Fonda in the first place for both her emotional range and her comfort
with intellectual ideas, and that she understood the play in a profound
way right from the beginning.

“Emotionality is really easy for
me,” Ms. Fonda said. “My father always said that Fondas can cry at a
good steak. And so on a personal and professional level it’s great for
me not to have to do that. The hard part is to try to clarify why she’s
so obsessed with Beethoven and what the problem with the daughter is.
That’s what we’re working on in rehearsal.”

The play sometimes
made her painfully aware, she added, of how withholding her father had
been, on the one hand, and, on the other, of her sometimes complicated
relationship with Vanessa, her daughter with Roger Vadim, who is now 40
and a producer and cinematographer. (When Ms. Fonda proposed making a
video about her life to help her discover its many themes, Vanessa
said, “Why don’t you just get a chameleon and let it crawl across the
screen?”)

“In some ways it’s very easy for me, this part,” Ms.
Fonda said. “I guess it’s because I’ve lived it from both sides. I know
what it feels like to have a relationship with a child where you
sometimes feel it’s two ships passing in the night and the signals
can’t quite reach one another and you don’t quite know why.”

What
was hard about the part, Ms. Fonda said, was that it sometimes felt
like a blow to her vanity. “I remember joking with Moisés,” she
recalled. “I said: ‘You’ve taken away all the emotion, you don’t want
me to have a sense of humor. You’ve taken away my sense of style.’ ”

He
wouldn’t let her turn up her collar, she complained, or wear a brooch
that had originally been part of her costume. “Would I like to get a
few laughs?” she went on. “Of course. But that’s not my role. It was
hard in the beginning, and I doubted myself a lot, but what I’m doing
now is I’m viewing it as a Zen challenge: to lose the ego and view
myself as the carrier of the message.”

At that point “Variations”
was still a work in progress. Mr. Kaufman was cutting some passages,
adding others. Ms. Fonda, who according to Mr. Kaufman had memorized
her part by the first day of rehearsal, said she relished the whole
process: the rehearsals, the improv work, the cuts, the new pages, the
daily notes from the director. “Notes,” she said. “I love notes.

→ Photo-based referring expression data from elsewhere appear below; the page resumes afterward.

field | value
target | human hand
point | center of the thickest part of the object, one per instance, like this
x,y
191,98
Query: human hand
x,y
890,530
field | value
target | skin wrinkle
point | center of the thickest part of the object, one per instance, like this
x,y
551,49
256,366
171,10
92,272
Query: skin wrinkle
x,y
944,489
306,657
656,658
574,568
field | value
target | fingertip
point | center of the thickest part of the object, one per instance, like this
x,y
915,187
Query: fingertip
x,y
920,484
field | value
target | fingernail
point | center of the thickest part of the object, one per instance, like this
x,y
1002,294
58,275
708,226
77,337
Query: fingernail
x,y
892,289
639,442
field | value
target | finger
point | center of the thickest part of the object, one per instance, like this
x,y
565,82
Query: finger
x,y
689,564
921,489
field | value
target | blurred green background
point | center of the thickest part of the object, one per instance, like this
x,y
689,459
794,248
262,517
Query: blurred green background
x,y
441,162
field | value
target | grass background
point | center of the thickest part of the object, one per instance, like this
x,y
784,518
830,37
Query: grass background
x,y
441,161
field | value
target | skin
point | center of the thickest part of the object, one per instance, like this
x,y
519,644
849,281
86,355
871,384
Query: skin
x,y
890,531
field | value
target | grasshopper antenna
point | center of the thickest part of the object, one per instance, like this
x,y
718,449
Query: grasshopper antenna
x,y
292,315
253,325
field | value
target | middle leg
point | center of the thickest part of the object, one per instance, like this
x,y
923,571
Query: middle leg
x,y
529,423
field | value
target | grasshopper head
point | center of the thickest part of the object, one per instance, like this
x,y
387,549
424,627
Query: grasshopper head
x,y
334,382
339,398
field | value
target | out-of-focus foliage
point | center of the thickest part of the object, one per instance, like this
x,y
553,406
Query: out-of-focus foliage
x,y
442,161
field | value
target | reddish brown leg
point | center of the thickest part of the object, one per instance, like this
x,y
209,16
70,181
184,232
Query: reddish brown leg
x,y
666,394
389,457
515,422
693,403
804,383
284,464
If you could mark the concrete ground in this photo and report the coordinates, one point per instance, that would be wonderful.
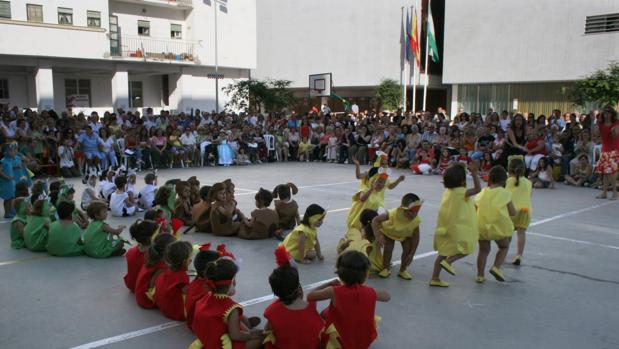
(563, 296)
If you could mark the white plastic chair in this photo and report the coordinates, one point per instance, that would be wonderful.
(270, 143)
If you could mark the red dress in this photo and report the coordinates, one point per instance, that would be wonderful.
(293, 329)
(169, 295)
(135, 261)
(195, 291)
(210, 321)
(352, 317)
(143, 282)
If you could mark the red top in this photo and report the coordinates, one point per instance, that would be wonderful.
(211, 320)
(305, 130)
(142, 283)
(608, 143)
(195, 291)
(532, 144)
(353, 315)
(169, 293)
(135, 261)
(294, 329)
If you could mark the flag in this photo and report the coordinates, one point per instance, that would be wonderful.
(408, 37)
(414, 39)
(432, 36)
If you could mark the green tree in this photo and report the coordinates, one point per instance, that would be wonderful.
(601, 88)
(390, 93)
(254, 95)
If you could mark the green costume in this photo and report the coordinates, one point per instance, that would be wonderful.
(37, 230)
(64, 239)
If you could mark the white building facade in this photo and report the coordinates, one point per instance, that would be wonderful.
(101, 54)
(518, 55)
(358, 41)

I’m
going to be sad when this part of the process is over, and the whole
thing is locked into place.”

Stage acting, at least if you’re
Jane Fonda, turns out to be like swimming or riding a bike; it all
comes back to you. “Vocally it seems easy,” she said. “I feel very
comfortable. For me the only trick is figuring out the dosing of
energy. You can’t really have a social life. I’m a person who gets up
with the sun and goes to bed at 9, and now I’m going to bed at 1.”

She
mentioned, with a laugh, that a friend had fixed her up with a blind
date for the following week. “But that’s not something I spend a lot of
time thinking about,” she said. “Nor do I miss it, frankly.” She went
on: “I feel 71 years old. I do. I’m really aware of the miles that have
been logged and of the life that has gone under the bridge and how it
has made me grow. I’m someone who has always tried to think about what
it has all meant. I’m a quester. So I feel my age. I feel grown up.”